Caption: Université de Moncton [Photo by Hussein Abdallahh / CC BY 4.0] [Photo by Hussein Abdallahh / CC BY 4.0]

Le gouvernement Higgs, qui a imposé des concessions sur les salaires et les avantages sociaux à plus de 22.000 travailleurs du secteur public en novembre dernier après une grève acharnée de deux semaines, s’en prend maintenant aux étudiants en abolissant le programme Connexion AE. En vertu de ce programme, les étudiants qui travaillaient suffisamment d’heures pendant l’été pouvaient recevoir de l’assurance-emploi pendant l’année scolaire. Selon la Fédération étudiante de l’Université de Moncton (FÉÉCUM), environ 7.000 étudiants bénéficiaient du programme, sans compter ceux qui avaient l’intention de l’utiliser à l’automne.

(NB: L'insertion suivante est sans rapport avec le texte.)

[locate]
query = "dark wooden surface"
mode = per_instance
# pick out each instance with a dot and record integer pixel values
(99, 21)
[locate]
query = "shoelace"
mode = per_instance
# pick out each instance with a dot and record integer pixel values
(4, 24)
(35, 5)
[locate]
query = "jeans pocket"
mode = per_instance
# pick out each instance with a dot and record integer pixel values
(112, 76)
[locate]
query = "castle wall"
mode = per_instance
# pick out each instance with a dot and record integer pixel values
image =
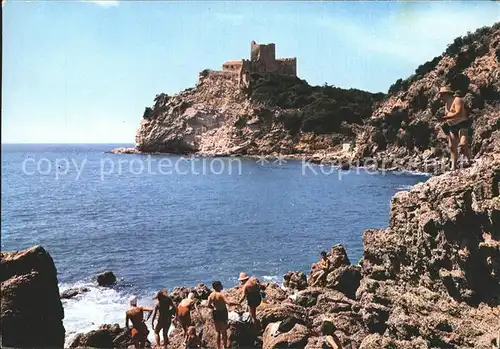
(233, 66)
(287, 66)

Lancé en 2008, le programme, alors appelé Programme de formation et de développement professionnel, visait à encourager les études postsecondaires. À l’époque, la dette étudiante moyenne au Nouveau-Brunswick était la plus élevée de toutes les provinces canadiennes. Initialement conçu pour une période de deux ans, le programme était largement limité aux étudiants des collèges communautaires. En 2016, le gouvernement provincial, après des discussions avec Ottawa, a modifié la période d’aide admissible pour la porter à quatre ans, permettant ainsi aux étudiants universitaires de devenir admissibles au programme maintenant connu sous le nom de Connexion AE.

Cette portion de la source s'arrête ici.